P.A. Sanchez and C.A. Palm
Pedro A. Sanchez is Director General of the International Centre for Research in Agroforestry (ICRAF), Nairobi, Kenya. Cheryl A. Palm is Senior Scientific Officer for ICRAF's Tropical Soil Biology and Fertility Programme, Nairobi, Kenya.
An examination of the role of agroforestry in nutrient cycling in different ecosystems, with a focus on the two main nutrients, nitrogen and phosphorus, in smallholder maize based systems of Africa.
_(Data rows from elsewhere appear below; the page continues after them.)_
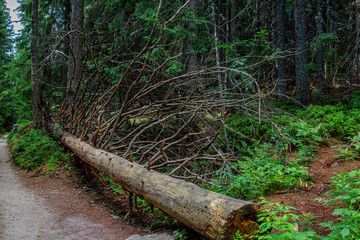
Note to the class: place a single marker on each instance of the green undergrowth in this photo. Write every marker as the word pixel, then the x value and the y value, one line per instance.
pixel 279 222
pixel 31 148
pixel 275 152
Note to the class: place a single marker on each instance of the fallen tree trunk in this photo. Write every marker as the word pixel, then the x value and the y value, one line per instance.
pixel 213 215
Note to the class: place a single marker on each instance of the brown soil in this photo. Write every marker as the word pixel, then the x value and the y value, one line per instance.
pixel 325 164
pixel 56 207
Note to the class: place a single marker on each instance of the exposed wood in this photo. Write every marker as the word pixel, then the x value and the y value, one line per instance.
pixel 213 215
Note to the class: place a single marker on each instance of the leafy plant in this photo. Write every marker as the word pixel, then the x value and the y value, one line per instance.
pixel 32 149
pixel 346 197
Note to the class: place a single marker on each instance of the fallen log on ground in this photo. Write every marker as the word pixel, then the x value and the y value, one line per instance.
pixel 213 215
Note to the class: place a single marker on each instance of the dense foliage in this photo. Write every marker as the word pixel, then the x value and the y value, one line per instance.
pixel 30 149
pixel 207 91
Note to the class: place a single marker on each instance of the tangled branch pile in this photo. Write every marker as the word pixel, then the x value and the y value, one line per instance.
pixel 141 107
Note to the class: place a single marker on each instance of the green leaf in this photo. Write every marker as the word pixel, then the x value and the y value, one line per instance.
pixel 345 232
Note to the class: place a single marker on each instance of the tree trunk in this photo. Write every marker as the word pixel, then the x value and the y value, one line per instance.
pixel 319 48
pixel 192 62
pixel 64 67
pixel 35 85
pixel 302 79
pixel 213 215
pixel 234 20
pixel 357 46
pixel 77 42
pixel 281 4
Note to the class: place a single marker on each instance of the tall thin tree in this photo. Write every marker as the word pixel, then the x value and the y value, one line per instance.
pixel 35 85
pixel 281 61
pixel 319 47
pixel 77 42
pixel 192 62
pixel 64 67
pixel 301 57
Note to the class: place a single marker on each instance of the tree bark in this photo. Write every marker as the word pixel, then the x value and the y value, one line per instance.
pixel 281 61
pixel 319 48
pixel 302 78
pixel 357 46
pixel 192 62
pixel 35 85
pixel 213 215
pixel 64 67
pixel 234 20
pixel 77 42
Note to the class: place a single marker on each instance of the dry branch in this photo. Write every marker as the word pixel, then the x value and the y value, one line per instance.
pixel 213 215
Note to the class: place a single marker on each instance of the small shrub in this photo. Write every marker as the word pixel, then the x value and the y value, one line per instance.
pixel 33 149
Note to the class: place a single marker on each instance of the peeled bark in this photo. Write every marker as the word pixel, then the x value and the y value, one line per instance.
pixel 213 215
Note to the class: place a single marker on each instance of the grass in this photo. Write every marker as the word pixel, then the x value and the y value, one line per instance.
pixel 31 148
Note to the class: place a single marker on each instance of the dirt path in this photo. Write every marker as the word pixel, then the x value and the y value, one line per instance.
pixel 35 208
pixel 325 164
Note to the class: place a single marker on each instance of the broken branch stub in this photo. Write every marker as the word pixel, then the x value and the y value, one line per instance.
pixel 213 215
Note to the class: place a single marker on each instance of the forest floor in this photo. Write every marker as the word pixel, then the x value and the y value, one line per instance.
pixel 326 163
pixel 34 207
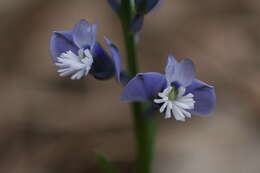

Maize agroforestry in Ghana
One of the main tenets of agroforestry is that trees enhance soil fertility, the capacity of the soil to provide essential nutrients for plant growth. There is often confusion between key terms such as nutrient inputs, nutrient outputs, nutrient balances, nutrient cycling and nutrient capital. They all refer to a soil-plant system, usually at the scale of the farmer's field. Nutrient inputs are additions originating from outside the system, such as nitrogen fixed from the air by legumes or the use of chemical fertilizers. Animal manures are inputs if the manure was produced outside the system Nutrient outputs are those that leave the system through crop harvest removals, soil erosion, leaching, gas volatilization and other processes. The nutrient balance is the difference between nutrient inputs and outputs. Nutrient cycling refers to the transfer of nutrients already in the soil plant system from one component to another, for example the release of nitrogen from soil organic matter as ammonium or nitrate and its subsequent uptake by plants.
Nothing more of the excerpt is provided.